Lot of talk about NoSQL. Much of it well deserved. And while lot of the excitement around it is well understood by those in the know, some of it may actually be confusing to those who are relatively new to the matter. This post is actually for the latter group – not to argue for or against NoSQL – just to put it in perspective.
What is NoSQL : Some of the characteristics shared by most if not all the NoSQL engines are as follows :
- Schemaless or Hierarchical Schema Storage NoSQL assumes at its very basis a schemaless or a hierarchichal schema storage system. In most cases this consists of a simple key value pair storage. While some storage engines excel at storing small values (LightCloud/Tokyo Cabinet), some are strong at storing large documents (CouchDB).
- Distributed storage : This is one of the driving forces of NoSQL growth, though not a distinguishing characteristic of NoSQL. One of the areas these storage systems separate themselves from RDBMS’s is their ability to allow better horizontal scalability. This varies from the simple master-master replication for MongoDB, to multi node sharding using consistent hashing with LightCloud (a la memcached) to a multiple master eventual consistency model of Riak. The basic premise in using some of the NoSQL engines is that storage will scale horizontally.
- Support for deferred processing :Many of these engines allow for some degree of deferred processing. Whether this be simple lua scripting in case of LightCloud or map-reduce scripts in case of CouchDB, the general assumption is that some amount of latency in computation times is acceptable, and some of the computations (especially related to analytics based views) will be performed post storage.
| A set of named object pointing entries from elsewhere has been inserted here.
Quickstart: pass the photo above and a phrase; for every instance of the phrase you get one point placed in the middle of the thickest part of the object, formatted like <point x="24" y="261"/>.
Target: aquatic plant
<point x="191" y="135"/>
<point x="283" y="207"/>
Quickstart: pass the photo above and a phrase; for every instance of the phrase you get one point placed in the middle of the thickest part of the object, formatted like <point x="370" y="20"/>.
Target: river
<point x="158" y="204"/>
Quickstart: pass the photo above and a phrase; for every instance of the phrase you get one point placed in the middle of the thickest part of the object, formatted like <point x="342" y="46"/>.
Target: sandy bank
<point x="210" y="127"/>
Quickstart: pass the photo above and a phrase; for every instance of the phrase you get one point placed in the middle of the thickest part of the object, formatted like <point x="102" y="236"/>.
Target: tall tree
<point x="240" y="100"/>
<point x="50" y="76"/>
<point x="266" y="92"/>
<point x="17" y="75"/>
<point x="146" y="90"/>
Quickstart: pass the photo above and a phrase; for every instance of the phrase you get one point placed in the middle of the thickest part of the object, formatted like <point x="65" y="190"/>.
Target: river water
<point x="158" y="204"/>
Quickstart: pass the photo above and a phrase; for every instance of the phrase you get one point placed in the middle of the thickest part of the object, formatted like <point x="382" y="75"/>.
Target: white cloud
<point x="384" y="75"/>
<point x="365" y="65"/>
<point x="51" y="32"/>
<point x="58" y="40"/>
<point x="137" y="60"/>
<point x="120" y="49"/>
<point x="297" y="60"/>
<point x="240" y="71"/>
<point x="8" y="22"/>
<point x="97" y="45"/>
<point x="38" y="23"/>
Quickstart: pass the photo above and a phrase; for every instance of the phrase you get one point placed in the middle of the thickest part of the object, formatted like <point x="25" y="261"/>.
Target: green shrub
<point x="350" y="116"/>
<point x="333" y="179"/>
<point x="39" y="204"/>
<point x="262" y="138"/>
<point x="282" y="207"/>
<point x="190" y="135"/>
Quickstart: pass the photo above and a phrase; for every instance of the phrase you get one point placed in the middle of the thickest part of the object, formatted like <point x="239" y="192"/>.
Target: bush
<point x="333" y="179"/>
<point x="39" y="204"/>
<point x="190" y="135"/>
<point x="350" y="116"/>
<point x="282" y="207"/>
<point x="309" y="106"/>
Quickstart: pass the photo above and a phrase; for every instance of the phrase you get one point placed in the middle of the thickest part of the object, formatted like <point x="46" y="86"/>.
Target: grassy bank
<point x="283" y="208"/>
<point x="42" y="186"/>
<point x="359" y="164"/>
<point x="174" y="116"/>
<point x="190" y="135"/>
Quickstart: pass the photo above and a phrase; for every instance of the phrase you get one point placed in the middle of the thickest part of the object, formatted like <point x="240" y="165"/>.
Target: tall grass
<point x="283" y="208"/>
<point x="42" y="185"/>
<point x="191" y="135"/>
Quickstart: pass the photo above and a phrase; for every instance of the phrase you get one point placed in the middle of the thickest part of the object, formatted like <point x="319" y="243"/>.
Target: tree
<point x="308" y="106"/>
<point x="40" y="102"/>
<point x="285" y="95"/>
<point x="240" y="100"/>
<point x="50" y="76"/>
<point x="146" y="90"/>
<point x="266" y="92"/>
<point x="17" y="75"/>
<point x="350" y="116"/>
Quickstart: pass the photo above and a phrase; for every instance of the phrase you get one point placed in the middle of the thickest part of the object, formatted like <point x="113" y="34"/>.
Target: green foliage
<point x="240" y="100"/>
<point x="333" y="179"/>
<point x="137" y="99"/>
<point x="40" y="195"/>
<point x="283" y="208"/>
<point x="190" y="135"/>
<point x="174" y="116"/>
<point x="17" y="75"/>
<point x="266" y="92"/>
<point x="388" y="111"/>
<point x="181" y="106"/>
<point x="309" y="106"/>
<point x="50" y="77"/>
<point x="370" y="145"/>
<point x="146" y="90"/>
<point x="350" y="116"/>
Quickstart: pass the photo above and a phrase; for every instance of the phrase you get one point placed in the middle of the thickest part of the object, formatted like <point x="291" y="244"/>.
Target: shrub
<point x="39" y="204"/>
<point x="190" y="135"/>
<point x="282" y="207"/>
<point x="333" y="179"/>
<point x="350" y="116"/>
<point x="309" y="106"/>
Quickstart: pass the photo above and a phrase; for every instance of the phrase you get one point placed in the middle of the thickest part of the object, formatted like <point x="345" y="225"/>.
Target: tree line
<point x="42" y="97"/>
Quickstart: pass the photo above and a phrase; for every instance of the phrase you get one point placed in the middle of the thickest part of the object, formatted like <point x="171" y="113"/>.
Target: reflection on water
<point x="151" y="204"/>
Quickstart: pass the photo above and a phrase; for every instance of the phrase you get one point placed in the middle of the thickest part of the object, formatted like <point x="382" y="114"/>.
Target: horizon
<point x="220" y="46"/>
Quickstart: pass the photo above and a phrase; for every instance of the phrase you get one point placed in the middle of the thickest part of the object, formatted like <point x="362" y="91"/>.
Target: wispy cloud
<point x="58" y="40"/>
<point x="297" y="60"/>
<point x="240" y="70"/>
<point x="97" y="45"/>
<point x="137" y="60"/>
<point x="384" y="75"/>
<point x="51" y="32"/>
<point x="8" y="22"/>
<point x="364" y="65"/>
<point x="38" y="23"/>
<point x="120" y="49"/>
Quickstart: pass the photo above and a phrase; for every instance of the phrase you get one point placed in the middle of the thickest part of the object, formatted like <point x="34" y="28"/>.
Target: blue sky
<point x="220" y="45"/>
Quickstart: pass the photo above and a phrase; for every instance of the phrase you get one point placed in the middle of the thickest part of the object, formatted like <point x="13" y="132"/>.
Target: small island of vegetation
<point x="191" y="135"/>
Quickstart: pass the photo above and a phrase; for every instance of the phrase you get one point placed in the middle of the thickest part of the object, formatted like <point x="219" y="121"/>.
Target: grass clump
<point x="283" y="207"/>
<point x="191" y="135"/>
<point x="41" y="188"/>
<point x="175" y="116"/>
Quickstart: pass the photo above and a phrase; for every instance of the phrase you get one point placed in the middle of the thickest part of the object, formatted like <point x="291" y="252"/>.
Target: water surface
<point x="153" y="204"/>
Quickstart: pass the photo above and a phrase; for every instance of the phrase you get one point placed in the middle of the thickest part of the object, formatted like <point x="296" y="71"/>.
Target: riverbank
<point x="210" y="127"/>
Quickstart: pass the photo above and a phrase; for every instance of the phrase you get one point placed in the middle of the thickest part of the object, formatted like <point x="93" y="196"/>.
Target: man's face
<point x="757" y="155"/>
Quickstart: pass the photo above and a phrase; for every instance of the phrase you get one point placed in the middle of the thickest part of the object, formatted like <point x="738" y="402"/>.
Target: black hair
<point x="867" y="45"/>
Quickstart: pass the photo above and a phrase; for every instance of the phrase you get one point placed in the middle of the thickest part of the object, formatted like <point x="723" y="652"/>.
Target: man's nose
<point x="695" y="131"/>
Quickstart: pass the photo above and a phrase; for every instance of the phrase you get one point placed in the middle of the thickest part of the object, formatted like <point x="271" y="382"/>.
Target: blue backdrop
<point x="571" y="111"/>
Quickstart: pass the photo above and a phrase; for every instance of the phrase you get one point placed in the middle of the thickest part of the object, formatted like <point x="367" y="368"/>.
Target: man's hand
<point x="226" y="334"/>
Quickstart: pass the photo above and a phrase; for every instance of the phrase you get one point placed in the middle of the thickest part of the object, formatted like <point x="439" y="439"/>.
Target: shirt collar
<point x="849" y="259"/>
- Eventual Consistency : This may seem like a necessary feature of all NoSQL storage systems but it isn’t. While clearly some such as CouchDB (in terms of its map-reduce views) and Riak are better placed for supporting and implementing eventual consistency, it is quite feasible to use others such as LightCloud or MongoDB to implement immediate consistency using a single master-master pair. Suffice to note that eventual consistency is not a necessary side effect of using a NoSQL storage system, though it wouldn’t be incompatible for the two to work together.
But the points I would really like to emphasize are :
- NoSQL is not a direct competitor to RDBMS/SQL : It
is actually a solution to many use cases where using RDBMS was perhaps
a poor fit. Thus the decision for an architect is not which of the two
competing options (RDBMS or NoSQL) Update:
one should select, – it simply is which one is the more appropriate storage system for the application under consideration.
- NoSQL is still at a fluid stage of its development : All the NoSQL storage systems (but for LightCloud/Tokyo Tyrant) are still being quite actively developed. These have not reached v 1.0 (Update: MongoDB is at v 1.1) and it is likely that some time will pass before any of these get beyond the beta and release candidate stage and get a 1.0 in-production stamp. While there is a lot of interest, there still is a substantial amount of experimentation in terms of the right feature sets leading to differently focused developments in different storage systems. To an architect this represents an interesting challenge. I think the way to approach this right now is to not use these in mission critical (eg. life or health impacting) systems, and to focus on reasonable expectation management in terms of ensuring the right kind of SLAs around their availability (simply because many of these haven’t yet been put to intense use in production the way say an Oracle or MySQL have been). This is not an attempt to spread “FUD” about NoSQL – far from it it is an exercise in setting appropriate expectations. i would also recommend that it would be appropriate to evaluate the available NoSQL choices only when reasonable SLAs can be worked out for their usage. It is certainly preferred to using NoSQLs rather than using RDBMS’s in an inappropriate manner (large objects serialised into BLOBs or into name-value pair tables). However, I would suggest that you do not deeply bind yourself into a particular NoSQL engine. The future development of most of the storage systems is still unknown to a certain extent, as is the future landscape including any shakeouts. Should one recommend usage of a NoSQL engine – it is important to have a clear plan for switching over to an alternative engine should a need arise in the future. While this is easier said than done, deciding the appropriate level of abstraction to use (ie. code to the API directly vs. use a layer of abstraction for engine independence) is best left to designer / architect to dwell upon.